M. Josselin de Rohan. Monsieur Estier, ne m'obligez pas à rappeler ce que M. Jospin disait du Conseil constitutionnel ou du Sénat !

M. Claude Estier. Faites-le !

M. Josselin de Rohan. Mais la question n'est pas là.

M. Claude Domeizel. Vous le voyez, vous ne voulez pas le rappeler !

M. Josselin de Rohan. La question est simple : le texte que nous adoptons aujourd'hui permettra-t-il aux régions de disposer d'une majorité et d'exercer une bonne gouvernance, alors même que la décentralisation va leur accorder des pouvoirs nouveaux et des budgets importants ?

Il est capital que les régions disposent d'une majorité. Et j'en sais quelque chose pour avoir présidé, pendant plus de cinq ans, un conseil régional dans lequel ma famille politique ne disposait que d'une majorité relative.
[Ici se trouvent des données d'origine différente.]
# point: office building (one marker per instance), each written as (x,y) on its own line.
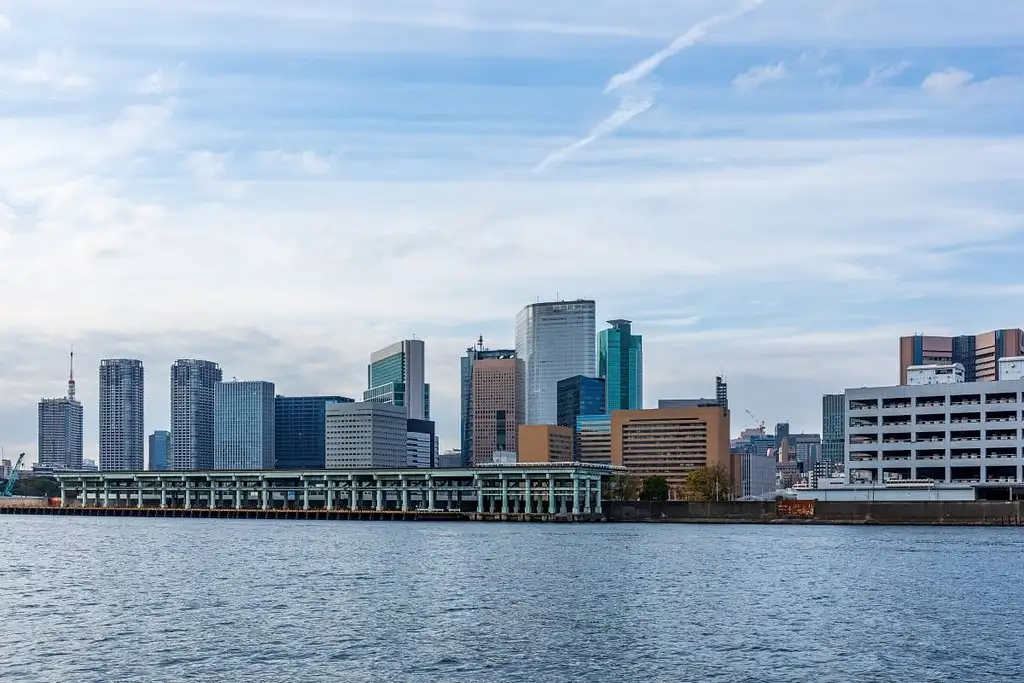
(60,429)
(671,442)
(554,340)
(299,424)
(244,425)
(755,475)
(160,451)
(978,353)
(833,427)
(592,439)
(122,407)
(193,385)
(396,376)
(473,353)
(964,432)
(620,364)
(545,443)
(367,434)
(580,395)
(420,443)
(498,406)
En effet, j'ai pu mesurer les conséquences des divisions issues du scrutin qui avait prévalu à notre élection. Que de temps perdu, que d'énergies gaspillées en combinaisons, en calculs ou en discussions stériles faute d'avoir la majorité qui convenait pour mener à bien nos projets !

Chers collègues de l'opposition, il est normal, lorsque l'on s'engage pour six ans, de se présenter aux électeurs non seulement avec un programme, mais aussi avec une équipe que l'on connaît dès le premier tour. En effet, l'équipe dirigeante ne doit pas être constituée le soir du second tour ou la semaine qui suit l'élection, elle ne doit pas résulter de combinaisons étranges qui font que les électeurs ne reconnaissent plus le programme sur lequel ils se sont prononcés au premier tour. C'est une question de moralité publique.
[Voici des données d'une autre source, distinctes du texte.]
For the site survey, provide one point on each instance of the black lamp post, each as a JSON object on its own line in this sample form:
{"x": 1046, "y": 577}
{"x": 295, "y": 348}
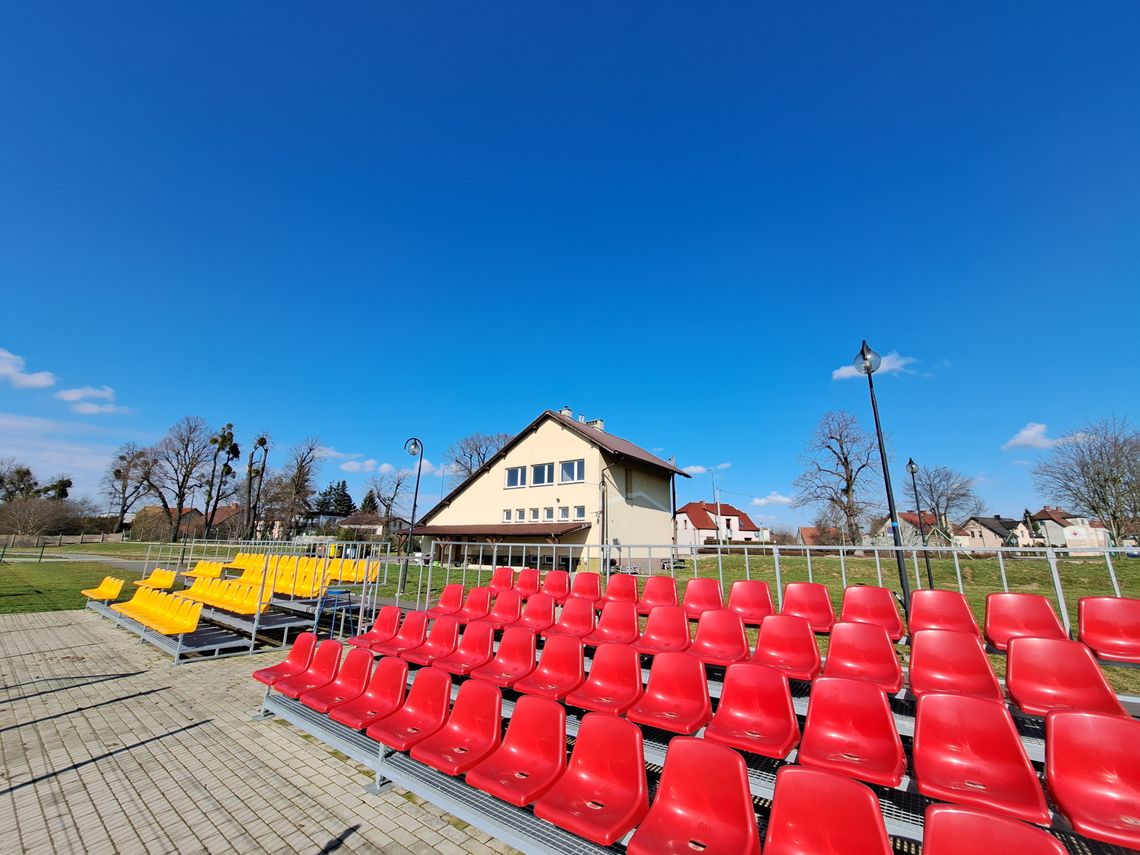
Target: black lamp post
{"x": 913, "y": 469}
{"x": 416, "y": 449}
{"x": 868, "y": 361}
M. Jean-Pierre Sueur. Dites cela à M. Blanc ou à M. Soisson !

M. Claude Estier. C'est pour cela que nous avons fait voter la loi de 1999 !

M. Josselin de Rohan. Monsieur Estier, j'espère que ce texte aboutira dès le premier tour à la constitution de majorités cohérentes, à droite comme à gauche. Sinon, je vous le garantis, les électeurs réagiront comme ils l'ont fait lors de l'élection présidentielle.

Le seul moyen de réconcilier les électeurs avec les élus, c'est la clarté dans les objectifs, dans les méthodes et dans la composition des équipes.

M. Bernard Murat. Absolument !

M. Josselin de Rohan. Certes, il existe une prime majoritaire, qui corrigera les risques de l'instabilité. Cependant, la disposition que nous avions prévue le faisait, me semble-t-il, de manière beaucoup plus certaine.

J'ajoute que nous avons consenti à retirer de la loi les dispositions sur le 49-3 régional. C'est un acte de confiance. Aujourd'hui, c'est un pari encore plus grand. En effet, si, demain, nous n'avons pas de majorité, nous aurons non seulement une instabilité politique, mais également une instabilité financière, puisque nous n'aurons même plus ce recours contre l'absence de majorité. Encore que le fait de voir son budget adopté par défaut me semble constituer une anomalie et être contraire à l'esprit démocratique.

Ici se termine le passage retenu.